In line with these requirements, we have created a new model framework, DECIPHeR (Dynamic fluxEs and ConnectIvity for Predictions of HydRology), to simulate and predict hydrologic flows and connectivity from spatial scales of small headwater catchments to entire continents. The flexible modelling framework allows users to test different spatial resolutions, spatial configurations (i.e. gridded, semi-distributed or lumped), levels of hydrologic connectivity (i.e. representations of the lateral fluxes of water across model elements) and process representation (i.e. model structure and parameters). DECIPHeR has an automated build function that allows rapid set-up across required model domains with limited user input. The underlying code has been optimized to run large ensembles and enable model uncertainty to be fully explored. This is particularly important given inherent uncertainties in hydro-climatic datasets (Coxon et al., 2015; McMillan et al., 2012) and their impact on model calibration, regionalization and evaluation (Freer et al., 2004; Kavetski et al., 2006; Kuczera et al., 2010; McMillan et al., 2010, 2011; Westerberg et al., 2016). We have specifically made the model code readable, reusable and open-source to allow the broader community to learn from, verify and advance the work described here (Buytaert et al., 2008; Hutton et al., 2016).

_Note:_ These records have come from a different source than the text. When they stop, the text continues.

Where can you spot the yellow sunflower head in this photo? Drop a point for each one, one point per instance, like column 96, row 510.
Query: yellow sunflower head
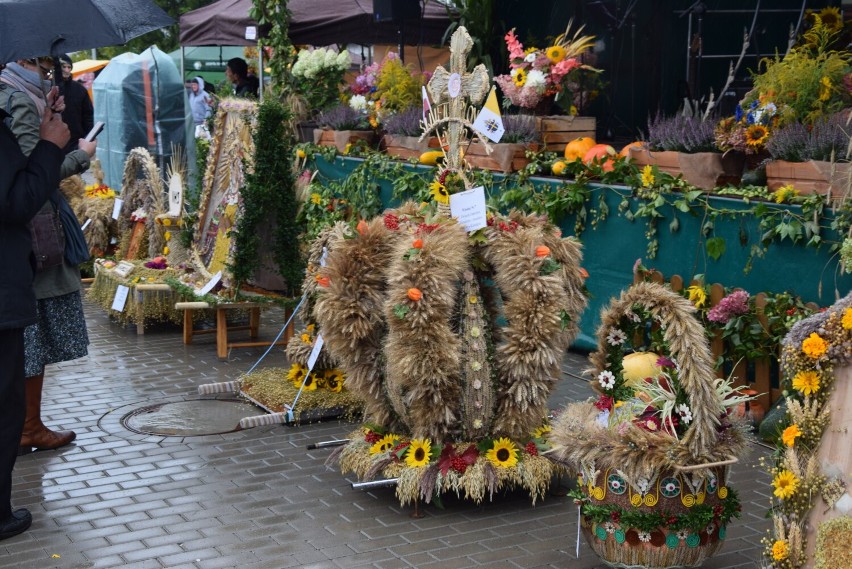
column 419, row 453
column 555, row 53
column 384, row 444
column 786, row 483
column 503, row 453
column 439, row 192
column 756, row 135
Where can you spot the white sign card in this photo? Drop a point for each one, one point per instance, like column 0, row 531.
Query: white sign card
column 120, row 299
column 468, row 208
column 312, row 359
column 210, row 284
column 116, row 207
column 123, row 268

In this paper, we (1) describe the key capabilities and concepts that underpin DECIPHeR, (2) provide a detailed discussion of the model code and components, (3) demonstrate its application at the national scale to 1366 catchments in Great Britain (GB), and (4) discuss potential future model developments.
2.1 Key concepts
The DECIPHeR modelling framework is based on the key concepts enshrined in Dynamic TOPMODEL originally introduced by Beven and Freer (2001). Since its original development, Dynamic TOPMODEL has been applied in a wide range of studies (Freer et al., 2004; Liu et al., 2009, p. 200; Metcalfe et al., 2017; Page et al., 2007; Younger et al., 2008) and integrated into other modelling frameworks (e.g. HydroBlocks – Chaney et al., 2016). The core ideas of Dynamic TOPMODEL were threefold (Beven and Freer, 2001): (1) to allow more flexibility in the definition of similarity in function for different points in the landscape, (2) to implement a non-linear routing of subsurface flow that simulates dynamically variable upslope subsurface contributing area and (3) to remain computationally efficient so that uncertainty in hydrological simulations can be estimated.
To realize this, Dynamic TOPMODEL uses hydrological response units (HRUs) to group raster-based information into non-contiguous spatial elements in the landscape that share similar characteristics (see Fig. 1). Each HRU maintains hydrological connectivity in the landscape via weightings that determine the proportions of lateral subsurface flux from each HRU to all connected HRUs and flows to river cells. This solution offers key advantages in capability to traditional grid-based or lumped approaches employed by many hydrological models. Firstly, the user can split up the catchment using, for example, different landscape attributes (e.g. geology and land use) and/or spatially varying inputs (e.g. rainfall, evaporation, etc.) to define spatial similarity. This capability allows the user to modify the spatial complexity, resolution and/or hydrologic connectivity of hillslope elements and river network reaches in any configuration. Secondly, each HRU is treated as a separate functional unit in the model which can have different process conceptualizations and parameterizations. This means that more process complexity can be incorporated where needed to better suit local conditions (e.g. to account for “point-source” human influences or more complex hydrological processes such as surface–groundwater exchanges). Finally, by grouping together similar parts of the landscape, HRUs minimize run times of the model compared to grid-based or fully distributed formulations while still allowing model simulations to be mapped back into space.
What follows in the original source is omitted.